Of this, more than 51%, or $17 billion are expected to be covered by re/insurance, which, although down on last year, is still in-line with the low average for the first six months over the last three decades.

“While industry statistics suggest a benign Q2 natcat season, we believe that a few weather events (especially severe weather events in the US from late winter storms, as well as tornado and hail events) will lead to negative effects within reinsurance accounts,” explains Deutsche Bank analysts, in a recent Q2 European Reinsurance industry note.

Ultimately, analysts predict that individual nat cat budgets will be utilised by between 40% to 50%, which results in combined ratio impacts of between 2.9% to 3.5%, within Deutsche Bank’s estimates.

At the same time, analysts warn that man-made catastrophes could play a bigger role than expected, with analysts factoring in up to 4.5% for major man-made claims, within its estimates.

According to Deutsche Bank, the two largest natural catastrophe events in Q2 were probably severe weather events that hit North America. Parts of northern U.S. and Canada were hit by severe winter weather in mid-April, while a severe weather event and a series of tornadoes occurred in mid-May in the southwest U.S.

“Although we expect that the majority of these losses will stay within the primary insurance world, we would also expect some effect on reinsurers,” says Deutsche Bank.

Elsewhere in Q2, Japan was hit by a magnitude 5.5 earthquake in mid-June, although the impact on the re/insurance sector is expected to be minimal, while two volcanic events (one in Hawaii and one in Guatemala) are not expected to have any effect on reinsurers.

Oman was hit by a Category 3 storm towards the end of May, which is expected to result in economic losses in the several hundreds of millions of dollars, of which some 30% is expected to be insured.

Interestingly, Deutsche Bank analysts highlight the potential for a couple of man-made losses to become major events in Q2, which includes the Colombian dam breach and the explosion of a Wisconsin, U.S. oil refinery.

Following heavy flooding, Colombia’s Hidroituango dam breached in mid-May, which is reported to have caused extensive damage to the facility, and which media reported is an estimated $4 billion investment project that is able to generate 16% of the country’s electricity.

“There is still a high degree of uncertainty on damage and potential insured loss, as well as whether it affected insurers. Reinsurers could book this as a Q2 event with a sort of first estimate, or they might wait until Q3 in which they probably have a better view on the outcome,” explains Deutsche Bank.

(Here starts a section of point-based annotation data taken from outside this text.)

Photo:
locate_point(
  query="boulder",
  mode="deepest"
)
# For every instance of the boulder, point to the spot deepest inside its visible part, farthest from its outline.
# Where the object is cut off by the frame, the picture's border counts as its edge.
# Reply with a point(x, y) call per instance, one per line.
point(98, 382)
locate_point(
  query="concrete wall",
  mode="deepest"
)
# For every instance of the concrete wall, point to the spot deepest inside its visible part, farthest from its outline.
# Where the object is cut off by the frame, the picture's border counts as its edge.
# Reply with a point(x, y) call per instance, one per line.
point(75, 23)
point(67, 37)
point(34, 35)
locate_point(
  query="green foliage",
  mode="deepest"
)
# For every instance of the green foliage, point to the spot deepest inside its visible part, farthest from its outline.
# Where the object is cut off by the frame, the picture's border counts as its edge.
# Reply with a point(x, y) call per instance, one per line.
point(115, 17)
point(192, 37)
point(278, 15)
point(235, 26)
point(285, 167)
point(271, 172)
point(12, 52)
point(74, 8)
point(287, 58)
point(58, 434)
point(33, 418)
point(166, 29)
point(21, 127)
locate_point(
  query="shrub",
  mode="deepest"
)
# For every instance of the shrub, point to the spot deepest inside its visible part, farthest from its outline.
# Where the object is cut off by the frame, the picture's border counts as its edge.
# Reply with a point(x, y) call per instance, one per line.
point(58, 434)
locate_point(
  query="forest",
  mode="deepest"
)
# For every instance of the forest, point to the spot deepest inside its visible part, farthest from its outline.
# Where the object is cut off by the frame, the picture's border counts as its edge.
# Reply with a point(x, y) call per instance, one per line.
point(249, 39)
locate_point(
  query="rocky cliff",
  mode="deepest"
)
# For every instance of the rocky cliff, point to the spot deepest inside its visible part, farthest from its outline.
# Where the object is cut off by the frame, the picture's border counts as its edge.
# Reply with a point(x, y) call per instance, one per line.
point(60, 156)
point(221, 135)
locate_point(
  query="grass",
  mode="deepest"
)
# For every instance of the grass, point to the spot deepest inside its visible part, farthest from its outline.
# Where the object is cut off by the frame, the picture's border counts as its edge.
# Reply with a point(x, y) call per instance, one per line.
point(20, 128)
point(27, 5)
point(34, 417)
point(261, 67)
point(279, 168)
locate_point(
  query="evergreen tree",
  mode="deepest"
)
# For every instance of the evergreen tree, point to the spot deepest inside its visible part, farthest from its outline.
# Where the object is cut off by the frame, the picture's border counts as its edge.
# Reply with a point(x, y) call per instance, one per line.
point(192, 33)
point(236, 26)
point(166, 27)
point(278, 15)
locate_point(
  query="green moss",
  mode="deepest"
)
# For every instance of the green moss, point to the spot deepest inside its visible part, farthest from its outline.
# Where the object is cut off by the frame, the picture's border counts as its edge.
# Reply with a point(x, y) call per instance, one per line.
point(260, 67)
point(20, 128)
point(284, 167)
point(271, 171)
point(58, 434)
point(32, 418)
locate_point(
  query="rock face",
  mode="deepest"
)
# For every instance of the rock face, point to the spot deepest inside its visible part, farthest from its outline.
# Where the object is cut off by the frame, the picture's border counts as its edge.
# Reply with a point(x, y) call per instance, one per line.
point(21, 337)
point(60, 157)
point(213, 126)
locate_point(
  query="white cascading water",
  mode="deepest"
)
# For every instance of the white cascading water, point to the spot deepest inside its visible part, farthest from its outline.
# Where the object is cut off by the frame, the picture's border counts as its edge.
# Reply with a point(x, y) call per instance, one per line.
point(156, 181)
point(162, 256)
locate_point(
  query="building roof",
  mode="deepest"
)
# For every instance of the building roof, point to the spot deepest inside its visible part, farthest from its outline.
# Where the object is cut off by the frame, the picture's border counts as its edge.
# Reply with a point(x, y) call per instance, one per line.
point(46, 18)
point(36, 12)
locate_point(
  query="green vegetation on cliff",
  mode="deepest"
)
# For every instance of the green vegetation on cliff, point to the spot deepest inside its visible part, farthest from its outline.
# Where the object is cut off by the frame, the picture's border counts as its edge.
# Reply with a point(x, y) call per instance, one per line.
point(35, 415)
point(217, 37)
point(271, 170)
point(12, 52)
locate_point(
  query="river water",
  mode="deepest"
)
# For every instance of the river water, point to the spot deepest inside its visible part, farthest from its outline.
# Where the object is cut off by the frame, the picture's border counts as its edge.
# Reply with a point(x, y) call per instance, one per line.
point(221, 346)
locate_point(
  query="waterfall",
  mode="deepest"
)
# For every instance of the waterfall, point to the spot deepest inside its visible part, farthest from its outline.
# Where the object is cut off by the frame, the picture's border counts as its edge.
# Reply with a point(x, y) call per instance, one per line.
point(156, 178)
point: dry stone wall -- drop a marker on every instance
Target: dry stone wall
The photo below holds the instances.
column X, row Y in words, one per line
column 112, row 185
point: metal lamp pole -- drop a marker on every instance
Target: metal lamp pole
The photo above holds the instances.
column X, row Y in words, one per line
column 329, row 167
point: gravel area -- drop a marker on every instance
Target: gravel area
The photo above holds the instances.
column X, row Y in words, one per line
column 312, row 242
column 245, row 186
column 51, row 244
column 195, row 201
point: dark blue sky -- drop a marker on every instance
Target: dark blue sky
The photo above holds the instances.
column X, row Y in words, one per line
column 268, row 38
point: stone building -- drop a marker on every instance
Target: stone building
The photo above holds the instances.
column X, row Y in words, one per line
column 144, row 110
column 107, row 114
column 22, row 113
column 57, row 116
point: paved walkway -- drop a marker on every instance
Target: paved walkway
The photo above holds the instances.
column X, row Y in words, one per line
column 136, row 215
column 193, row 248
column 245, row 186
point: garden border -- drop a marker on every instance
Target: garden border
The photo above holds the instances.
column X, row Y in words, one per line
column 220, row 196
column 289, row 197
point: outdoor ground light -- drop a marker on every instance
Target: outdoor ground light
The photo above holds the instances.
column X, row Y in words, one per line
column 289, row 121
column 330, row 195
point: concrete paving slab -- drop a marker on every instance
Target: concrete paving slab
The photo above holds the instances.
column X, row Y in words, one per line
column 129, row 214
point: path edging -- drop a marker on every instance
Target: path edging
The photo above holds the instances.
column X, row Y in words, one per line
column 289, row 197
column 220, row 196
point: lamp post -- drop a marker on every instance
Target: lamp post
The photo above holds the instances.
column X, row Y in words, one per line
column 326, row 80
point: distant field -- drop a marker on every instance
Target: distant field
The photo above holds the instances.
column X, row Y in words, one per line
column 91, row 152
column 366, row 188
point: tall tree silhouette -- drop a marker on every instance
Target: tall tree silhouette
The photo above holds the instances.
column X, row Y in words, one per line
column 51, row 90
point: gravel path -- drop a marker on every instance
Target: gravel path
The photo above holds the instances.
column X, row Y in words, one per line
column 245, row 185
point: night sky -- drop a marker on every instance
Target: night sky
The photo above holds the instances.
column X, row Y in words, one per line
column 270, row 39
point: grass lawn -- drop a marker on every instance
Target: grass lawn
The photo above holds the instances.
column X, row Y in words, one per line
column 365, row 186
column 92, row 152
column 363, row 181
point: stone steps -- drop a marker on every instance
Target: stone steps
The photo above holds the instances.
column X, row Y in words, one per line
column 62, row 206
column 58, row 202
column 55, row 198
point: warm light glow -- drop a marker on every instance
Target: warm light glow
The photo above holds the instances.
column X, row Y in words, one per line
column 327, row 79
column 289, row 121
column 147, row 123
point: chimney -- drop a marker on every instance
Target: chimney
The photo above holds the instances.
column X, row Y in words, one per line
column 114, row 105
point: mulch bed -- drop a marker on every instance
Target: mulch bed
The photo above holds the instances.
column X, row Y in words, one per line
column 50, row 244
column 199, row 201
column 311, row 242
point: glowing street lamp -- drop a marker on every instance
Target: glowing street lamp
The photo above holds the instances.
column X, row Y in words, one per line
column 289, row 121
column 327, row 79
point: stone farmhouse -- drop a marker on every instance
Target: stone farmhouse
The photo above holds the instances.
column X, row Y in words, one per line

At the end of April, an oil refinery explosion in the U.S. is likely to become another man-made claim, says Deutsche Bank, with business interruption potentially increasing the insured loss total.

As a result of the above, Deutsche Bank says it expects to factor in an impact from man-made losses of between 3.5% to 4.5% for its reinsurance companies, although it does stress a high degree of uncertainty on the financials.

“Combining our c.3% impact from natcats and the c.4% impact from man-made events would still not fully utilize the respective major loss budgets, but it would turn Q2 into a more loss-burden quarter than consensus might assume,” explains Deutsche Bank.